Initially, military service members tend to be healthier than same-aged non-military counterparts. This is partially due to the self-selection of the healthiest and fittest members of the civilian population into military service and also the result of the rigorous physical demands associated with military training and service.
However, the repeated stress and trauma on military men and women during service can cause disabilities post service The risks for military-related injuries begin in basic training with intense physical training. Pre-deployment activities require musculoskeletal risks that stem from the intensive period of readying and centralizing supplies and equipment. During deployment, neck and back injuries can result from long workdays while wearing heavy protective gear, running on uneven ground, patrolling while carrying 100 lbs. of gear, and unfortunately receiving small arms fire or blasts.
An area of concern for veterans is musculoskeletal health.
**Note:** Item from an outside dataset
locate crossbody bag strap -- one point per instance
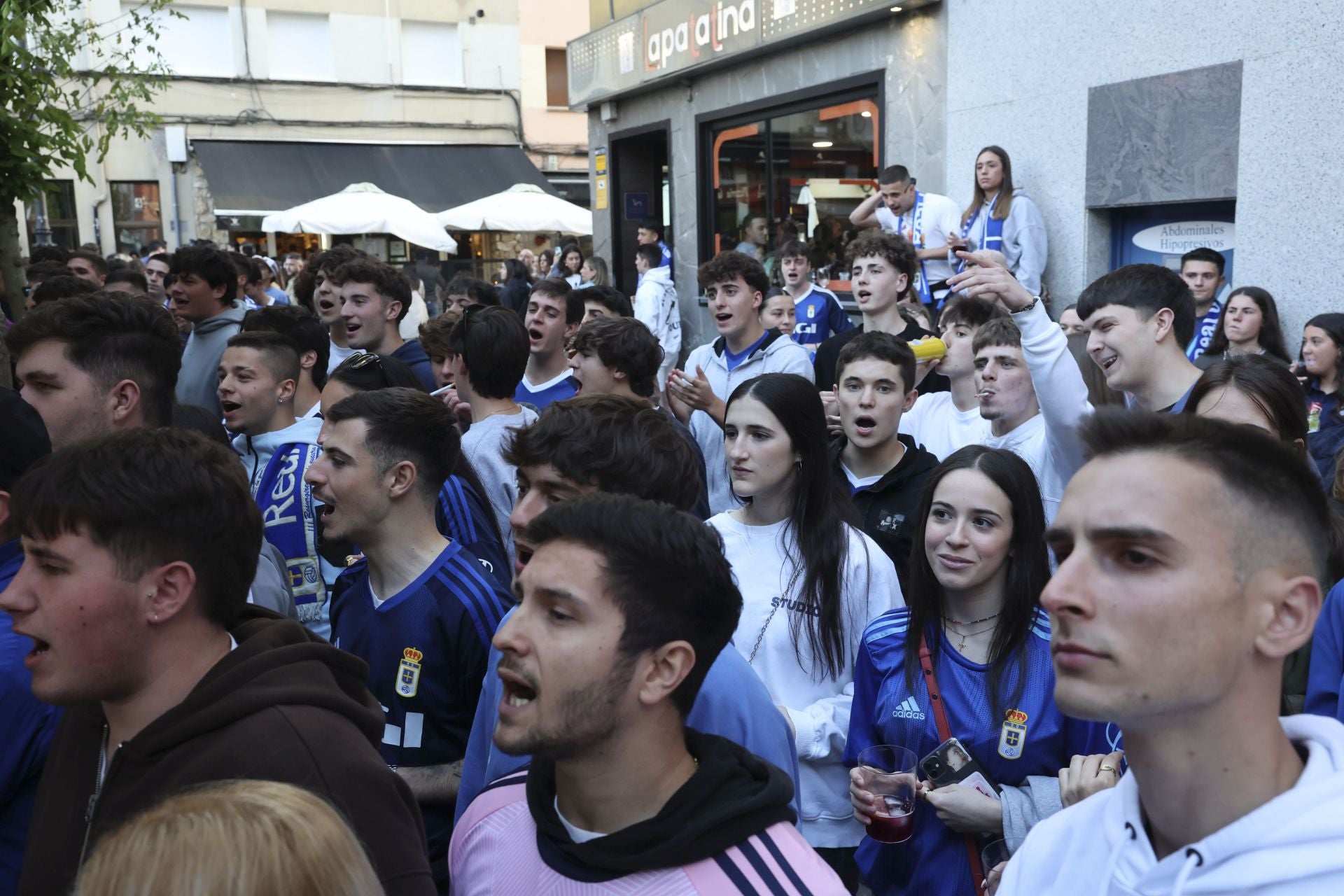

A current study uses the National Health Interview Survey (NHIS) of veterans living in the civilian population to explore four MSDs: back/neck problems and fracture, bone/joint injury, other musculoskeletal disorders, and arthritis/rheumatism.
The study concludes:
- Veterans are almost 3 times more likely to report a back/neck problem compared to non-veterans.
- Spinal disorders have a severe impact on both physical and emotional health-related quality of life (HRQOL) of veterans, associated with severe disability and a high prevalence of depressive symptoms.
- Veterans were more than 3 times more likely to report a fracture or bone/joint injury compared to non-veterans.
- Musculoskeletal problems represent some of the most physically disabling chronic health conditions. Veterans suffer longer years of musculoskeletal injury-related limitations.
- Arthritis prevalence was higher among veterans than non-veterans.1
The team of DOC orthopedic surgeons, specialty-trained PAs, pain management physicians, and physical therapists diagnose and treat musculoskeletal disorders suffered by veterans. Therapeutic interventions, such as DOC physical therapy, can reduce pain, improve mobility, treat disability, and relieve depressive symptoms. If conservative measures do not provide relief, the DOC team may discuss surgical options. DOC is dedicated to improving the healthcare of veterans.
Dr. Merritt Pember, Direct Orthopedic Care surgeon and Veteran U.S. Army Major (Operation Iraqi Freedom) and a team of DOC military service veterans created the Run for the Flag race to honor veterans and as a fundraiser for Folds of Honor. Dr. Pember explains: “It has been a privilege to care for our nation’s veterans on and off the battlefield. Their sacrifice is the true spirit for the creation of Run for the Flag.”
Folds of Honor provides educational scholarships to spouses and children of America’s fallen and disabled service members. The third annual Run for the Flag race is at Camp Mabry, Austin, on November 2nd, 2019, at 9 a.m.